Commitment to Development Award

The Center for Global Development annually presents the Commitment to Development "Ideas in Action" Award to honor an individual or organization that has made a significant contribution to changing the attitudes, policies, and/or practices of the rich world toward the developing world. CGD president Nancy Birdsall and senior associate at the Carnegie Endowment for International Peace Moisés Naím co-chair a selection panel that includes distinguished leaders of the development community.

2014 Award Recipient: The Open Government Partnership

The Open Government Partnership (OGP)
The Open Government Partnership won the 2014 Award for securing more than 2,000 commitments from participating governments to be more open and accountable to their citizens since it's inception in 2011.

 

Previous Award Recipients

2013

Paul Polman
Paul Polman, Chief Executive Officer (CEO) of the multinational consumer goods company Unilever, won the 2013 Award for a range of activities including his global leadership in efforts to reduce tropical deforestation.

 

2012

US Senator Richard Lugar received the 2012 Commitment to Development Award for his statesmanship in overcoming partisan divides to enact smart policies that support widely shared global prosperity.  CGD and Foreign Policy Magazine will present the award during a public event on January 29, 2013.

 

2011

Geeta Rao Gupta, former president of the International Center for Research on Women (ICRW), received the 2011 Commitment to Development Award, for providing strong leadership in ensuring a steady flow of research evidence about how to translate advocacy for women in the developing world into policy priorities and practical programs.

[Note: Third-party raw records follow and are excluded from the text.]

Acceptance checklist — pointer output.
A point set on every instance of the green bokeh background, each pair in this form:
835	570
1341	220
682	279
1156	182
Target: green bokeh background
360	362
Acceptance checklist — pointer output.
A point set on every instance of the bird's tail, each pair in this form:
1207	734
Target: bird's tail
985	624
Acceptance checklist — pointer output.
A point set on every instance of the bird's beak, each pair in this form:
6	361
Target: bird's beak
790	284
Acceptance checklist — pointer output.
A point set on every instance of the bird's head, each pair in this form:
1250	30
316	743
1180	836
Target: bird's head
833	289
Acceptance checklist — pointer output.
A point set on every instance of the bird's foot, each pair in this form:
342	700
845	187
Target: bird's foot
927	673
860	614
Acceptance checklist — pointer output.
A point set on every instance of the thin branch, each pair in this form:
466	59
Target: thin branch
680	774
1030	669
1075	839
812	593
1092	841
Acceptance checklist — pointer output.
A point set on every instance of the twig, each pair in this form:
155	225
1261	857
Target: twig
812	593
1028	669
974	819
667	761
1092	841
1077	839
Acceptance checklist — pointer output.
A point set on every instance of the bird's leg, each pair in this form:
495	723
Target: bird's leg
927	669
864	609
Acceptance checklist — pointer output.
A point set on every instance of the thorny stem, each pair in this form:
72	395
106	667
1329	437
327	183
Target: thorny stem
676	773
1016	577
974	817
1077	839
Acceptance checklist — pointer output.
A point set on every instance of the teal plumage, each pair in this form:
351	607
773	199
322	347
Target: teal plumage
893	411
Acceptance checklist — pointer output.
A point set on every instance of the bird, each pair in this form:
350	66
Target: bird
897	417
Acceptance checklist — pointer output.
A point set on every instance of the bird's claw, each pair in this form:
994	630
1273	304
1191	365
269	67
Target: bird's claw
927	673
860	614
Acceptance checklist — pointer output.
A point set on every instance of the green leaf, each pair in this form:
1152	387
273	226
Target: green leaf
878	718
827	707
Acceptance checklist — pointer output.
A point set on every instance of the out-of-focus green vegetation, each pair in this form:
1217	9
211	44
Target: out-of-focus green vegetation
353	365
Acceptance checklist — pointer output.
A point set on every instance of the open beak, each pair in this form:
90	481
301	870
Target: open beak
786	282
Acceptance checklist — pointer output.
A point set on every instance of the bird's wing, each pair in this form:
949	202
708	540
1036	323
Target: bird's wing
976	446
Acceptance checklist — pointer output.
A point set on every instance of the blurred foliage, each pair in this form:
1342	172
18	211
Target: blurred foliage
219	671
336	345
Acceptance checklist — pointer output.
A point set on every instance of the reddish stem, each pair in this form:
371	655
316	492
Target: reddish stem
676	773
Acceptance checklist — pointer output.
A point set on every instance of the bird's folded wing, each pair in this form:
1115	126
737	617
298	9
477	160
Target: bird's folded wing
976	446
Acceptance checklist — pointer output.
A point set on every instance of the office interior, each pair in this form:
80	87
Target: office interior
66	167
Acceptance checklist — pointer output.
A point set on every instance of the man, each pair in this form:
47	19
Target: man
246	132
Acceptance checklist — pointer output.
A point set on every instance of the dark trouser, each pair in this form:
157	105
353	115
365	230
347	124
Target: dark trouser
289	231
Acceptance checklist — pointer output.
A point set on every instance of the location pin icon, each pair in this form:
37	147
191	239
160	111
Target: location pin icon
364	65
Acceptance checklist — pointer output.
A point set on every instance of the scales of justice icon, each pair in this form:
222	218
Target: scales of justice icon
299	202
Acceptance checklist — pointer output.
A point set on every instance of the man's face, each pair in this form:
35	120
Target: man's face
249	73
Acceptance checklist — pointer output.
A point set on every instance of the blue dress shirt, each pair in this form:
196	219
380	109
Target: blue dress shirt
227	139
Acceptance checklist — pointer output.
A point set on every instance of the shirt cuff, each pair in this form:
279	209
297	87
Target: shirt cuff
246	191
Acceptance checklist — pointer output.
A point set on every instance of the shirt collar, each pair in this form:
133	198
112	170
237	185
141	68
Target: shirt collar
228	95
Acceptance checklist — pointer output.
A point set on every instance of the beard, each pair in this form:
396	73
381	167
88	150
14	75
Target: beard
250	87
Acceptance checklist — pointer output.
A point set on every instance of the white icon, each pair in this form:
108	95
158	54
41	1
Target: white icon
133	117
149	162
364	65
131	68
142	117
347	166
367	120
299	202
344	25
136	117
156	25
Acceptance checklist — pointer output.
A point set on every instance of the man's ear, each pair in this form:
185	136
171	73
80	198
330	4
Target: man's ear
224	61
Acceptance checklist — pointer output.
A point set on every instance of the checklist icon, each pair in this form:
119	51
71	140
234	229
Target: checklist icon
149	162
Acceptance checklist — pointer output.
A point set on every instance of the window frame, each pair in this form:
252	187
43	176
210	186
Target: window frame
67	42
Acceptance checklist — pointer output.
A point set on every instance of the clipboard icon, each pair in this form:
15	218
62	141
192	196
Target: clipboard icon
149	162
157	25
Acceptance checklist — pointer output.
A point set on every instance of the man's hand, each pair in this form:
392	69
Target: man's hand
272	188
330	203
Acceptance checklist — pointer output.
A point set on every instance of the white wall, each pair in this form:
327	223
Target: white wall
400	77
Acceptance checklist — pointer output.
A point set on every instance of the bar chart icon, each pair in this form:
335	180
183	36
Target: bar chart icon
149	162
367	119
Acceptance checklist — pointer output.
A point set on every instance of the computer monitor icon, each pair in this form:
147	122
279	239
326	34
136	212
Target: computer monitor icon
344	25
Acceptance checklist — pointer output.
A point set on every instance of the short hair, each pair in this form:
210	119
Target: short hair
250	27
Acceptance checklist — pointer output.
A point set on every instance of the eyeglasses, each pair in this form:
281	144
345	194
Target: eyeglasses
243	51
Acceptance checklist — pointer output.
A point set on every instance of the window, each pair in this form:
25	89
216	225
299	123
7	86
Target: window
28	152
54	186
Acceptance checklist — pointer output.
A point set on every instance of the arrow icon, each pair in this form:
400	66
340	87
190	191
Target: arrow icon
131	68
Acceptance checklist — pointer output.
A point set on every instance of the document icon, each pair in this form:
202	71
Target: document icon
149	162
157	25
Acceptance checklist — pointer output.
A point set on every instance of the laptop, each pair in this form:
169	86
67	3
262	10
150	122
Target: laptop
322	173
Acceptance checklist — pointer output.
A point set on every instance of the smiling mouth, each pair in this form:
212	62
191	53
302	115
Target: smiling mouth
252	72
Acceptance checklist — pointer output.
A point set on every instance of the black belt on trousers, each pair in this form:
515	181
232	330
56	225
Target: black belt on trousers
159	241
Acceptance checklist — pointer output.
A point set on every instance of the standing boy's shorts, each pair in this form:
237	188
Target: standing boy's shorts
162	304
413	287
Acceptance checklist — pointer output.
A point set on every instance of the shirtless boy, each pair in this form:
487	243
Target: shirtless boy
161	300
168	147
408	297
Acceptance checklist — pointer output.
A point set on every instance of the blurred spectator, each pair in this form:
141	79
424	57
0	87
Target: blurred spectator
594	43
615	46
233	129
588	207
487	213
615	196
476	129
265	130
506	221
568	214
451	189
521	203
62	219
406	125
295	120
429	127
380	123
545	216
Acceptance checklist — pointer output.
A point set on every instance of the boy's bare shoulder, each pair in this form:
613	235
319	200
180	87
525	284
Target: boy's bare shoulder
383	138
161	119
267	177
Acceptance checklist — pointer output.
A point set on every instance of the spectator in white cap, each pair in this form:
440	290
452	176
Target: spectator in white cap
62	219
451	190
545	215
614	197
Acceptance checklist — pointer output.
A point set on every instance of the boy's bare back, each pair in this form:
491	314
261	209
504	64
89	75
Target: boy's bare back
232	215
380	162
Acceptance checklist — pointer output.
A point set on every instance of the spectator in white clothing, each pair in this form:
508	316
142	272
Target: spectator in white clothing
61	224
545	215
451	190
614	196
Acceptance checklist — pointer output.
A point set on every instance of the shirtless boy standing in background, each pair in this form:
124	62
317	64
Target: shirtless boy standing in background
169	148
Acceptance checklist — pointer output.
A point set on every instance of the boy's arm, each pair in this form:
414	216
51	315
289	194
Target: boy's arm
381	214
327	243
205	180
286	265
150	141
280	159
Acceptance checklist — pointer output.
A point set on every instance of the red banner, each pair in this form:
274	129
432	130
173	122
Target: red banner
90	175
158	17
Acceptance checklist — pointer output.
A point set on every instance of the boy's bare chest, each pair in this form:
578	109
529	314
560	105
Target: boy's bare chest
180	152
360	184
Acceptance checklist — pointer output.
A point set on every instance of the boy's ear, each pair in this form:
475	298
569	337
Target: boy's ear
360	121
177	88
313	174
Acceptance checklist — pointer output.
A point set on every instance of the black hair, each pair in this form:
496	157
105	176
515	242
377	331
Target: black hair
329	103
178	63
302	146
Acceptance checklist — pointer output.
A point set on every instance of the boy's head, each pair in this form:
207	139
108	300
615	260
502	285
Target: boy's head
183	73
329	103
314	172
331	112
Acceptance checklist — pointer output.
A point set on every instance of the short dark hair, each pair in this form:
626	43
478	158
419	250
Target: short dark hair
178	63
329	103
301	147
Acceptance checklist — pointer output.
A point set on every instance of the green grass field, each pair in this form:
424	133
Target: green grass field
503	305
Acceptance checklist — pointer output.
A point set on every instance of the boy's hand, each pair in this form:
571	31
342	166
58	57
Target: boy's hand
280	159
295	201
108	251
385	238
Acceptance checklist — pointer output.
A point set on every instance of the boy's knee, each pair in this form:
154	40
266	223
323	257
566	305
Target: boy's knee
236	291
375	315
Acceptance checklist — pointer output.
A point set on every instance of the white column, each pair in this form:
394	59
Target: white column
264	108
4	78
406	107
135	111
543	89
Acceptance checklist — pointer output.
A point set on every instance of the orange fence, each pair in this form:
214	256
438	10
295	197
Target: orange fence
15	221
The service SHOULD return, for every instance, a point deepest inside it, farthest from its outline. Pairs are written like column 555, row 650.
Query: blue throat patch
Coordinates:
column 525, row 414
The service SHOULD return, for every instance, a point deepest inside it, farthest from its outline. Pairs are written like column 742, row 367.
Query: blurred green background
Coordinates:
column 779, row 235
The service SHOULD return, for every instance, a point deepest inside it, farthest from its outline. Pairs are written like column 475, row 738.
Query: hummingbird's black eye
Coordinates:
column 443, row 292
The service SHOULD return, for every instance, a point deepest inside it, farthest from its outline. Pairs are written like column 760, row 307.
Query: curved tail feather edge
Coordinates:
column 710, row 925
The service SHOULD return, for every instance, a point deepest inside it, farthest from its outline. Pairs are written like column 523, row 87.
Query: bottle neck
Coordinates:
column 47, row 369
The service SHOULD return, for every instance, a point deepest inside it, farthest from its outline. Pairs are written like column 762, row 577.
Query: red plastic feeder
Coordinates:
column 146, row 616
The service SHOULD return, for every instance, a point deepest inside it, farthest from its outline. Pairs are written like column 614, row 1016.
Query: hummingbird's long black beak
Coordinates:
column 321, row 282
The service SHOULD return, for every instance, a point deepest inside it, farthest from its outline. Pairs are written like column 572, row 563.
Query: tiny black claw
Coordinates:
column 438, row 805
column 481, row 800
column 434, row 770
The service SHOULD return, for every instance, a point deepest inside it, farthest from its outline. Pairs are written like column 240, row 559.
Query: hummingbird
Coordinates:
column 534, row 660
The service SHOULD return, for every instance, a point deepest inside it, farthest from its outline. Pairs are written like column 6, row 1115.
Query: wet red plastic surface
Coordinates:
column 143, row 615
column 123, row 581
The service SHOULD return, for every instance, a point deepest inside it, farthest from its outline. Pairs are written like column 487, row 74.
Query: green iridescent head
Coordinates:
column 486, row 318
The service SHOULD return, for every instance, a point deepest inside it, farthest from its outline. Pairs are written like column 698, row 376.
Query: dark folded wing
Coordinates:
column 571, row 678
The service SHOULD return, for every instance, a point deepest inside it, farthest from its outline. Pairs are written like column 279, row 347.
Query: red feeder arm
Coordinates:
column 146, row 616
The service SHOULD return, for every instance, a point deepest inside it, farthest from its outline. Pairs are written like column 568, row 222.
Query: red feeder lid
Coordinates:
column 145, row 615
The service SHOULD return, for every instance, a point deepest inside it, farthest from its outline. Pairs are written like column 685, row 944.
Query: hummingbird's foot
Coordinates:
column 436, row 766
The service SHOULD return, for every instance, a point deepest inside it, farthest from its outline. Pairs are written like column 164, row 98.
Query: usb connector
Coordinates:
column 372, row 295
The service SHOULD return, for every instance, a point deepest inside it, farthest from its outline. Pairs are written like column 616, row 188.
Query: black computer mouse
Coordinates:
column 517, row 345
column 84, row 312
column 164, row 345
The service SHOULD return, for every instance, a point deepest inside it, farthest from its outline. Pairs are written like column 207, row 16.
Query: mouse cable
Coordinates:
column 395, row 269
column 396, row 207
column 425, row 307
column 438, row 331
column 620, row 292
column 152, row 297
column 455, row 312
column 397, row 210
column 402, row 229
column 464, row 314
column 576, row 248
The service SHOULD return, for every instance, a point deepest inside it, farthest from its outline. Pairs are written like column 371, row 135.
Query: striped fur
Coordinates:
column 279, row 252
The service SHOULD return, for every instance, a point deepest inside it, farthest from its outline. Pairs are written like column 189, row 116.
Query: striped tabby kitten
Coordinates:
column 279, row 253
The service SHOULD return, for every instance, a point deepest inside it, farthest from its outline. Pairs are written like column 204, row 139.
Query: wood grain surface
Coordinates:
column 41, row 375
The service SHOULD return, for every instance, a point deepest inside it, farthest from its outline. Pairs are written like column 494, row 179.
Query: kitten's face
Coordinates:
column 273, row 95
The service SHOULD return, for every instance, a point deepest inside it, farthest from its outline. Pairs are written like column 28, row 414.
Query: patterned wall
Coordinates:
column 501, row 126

Gender would not have such a fundamental role in development if not for the work that Geeta championed at ICRW.

2010

Publish What You Pay, a global civil society coalition, received the 2010 Commitment to Development Award for their dedication to promoting revenue transparency in the oil, gas, and mining industries. The 2010 Commitment to Development Award gives special revognition to Publish What You Pay United States for its role this year in promoting the Cardin-Lugar Transparency Provision of the Dodd-Frank Wall Street Reform and Consumer Protection Act. This landmark provision requires oil, gas, and mining companies registered with the U.S. Securities and Exchange Commission to publish how much they pay to foreign countries and the U.S. government.

2009

Diego Hidalgo Schnur received the 2009 Award for his resolute dedication to helping the world's poorest people. He is the founder or key sponsor of numerous organizations committed to promoting development and democracy across the globe. These include Development Assitance Research Associates (DARA), which produces the Humanitarian Response Index; The Foundation for Research and Investment for the Development of Africa (FRIDA), an NGO that promotes cooperation and development projects in the continent's poorest countries; and the Toledo International Centre for Peace (CITpax), a Spanish think tank.

2008

The ONE campaign received the 2008 Commitment to Development Award for their tireless effort to raise awareness of global poverty during the 2008 presidential election. Through its ONE Vote '08 initiative, ONE mobilized 2 million supporters to sign petitions, raise awareness in their communities, and encourage the presidential candidates to explain how they would improve U.S. policies that affect poor people in developing countries.

2007

Global Witness received the 2007 Commitment to Development Award for exposing how corruption and environmental betrayal go hand-in-hand. Global Witness, a small U.K.-based NGA, helped to bring the problem of conflict diamonds to the world's attention and has crusaded to stop the plunder of rain forests in Cambodia and Burma.

2006

U.S. Congressman Jim Kolbe received the 2006 Commitment to Development Award for promoting innovation within the U.S. foreign aid program. As chairman of the House Appropriations Subcommittee on Foreign Operations, Kolbe helped to make the case for the Bush Administration's aid program, the Millennium Challenge Account. Kolbe was also frank about the broader problems of the U.S.'s highly fragmented and poorly administered aid programs.

2005

Gordon Brown, Chancellor of the Exchequer, Treasury of the United Kingdom, received the 2005 Commitment to Development Award for his efforts to improve the lives of people in developing countries. Brown, who later became the U.K. prime minister, played a key role as chancellor of the exchequer in the notable effort by the U.K. to apply solid economic analysis to the formation of specific proposals to improve rich country policies towards the developing world.

2004

Oxfam International's Make Trade Fair Campaign has been a powerful tool in shaping global trade debates -- at the individual, national and international level. The campaign's efforts to change world trade rules so that trade can make a real difference in the fight against poverty have been a positive force in demonstrating the effect of rich country policies on developing nations.

2003

The Ulstein Group received the 2003 Commitment to Development Award for its dedication, vision, and leadership in reducing global poverty and inequality in developing countries, challenging the norms of the development establishment, and highlighting the importance of policy coherence.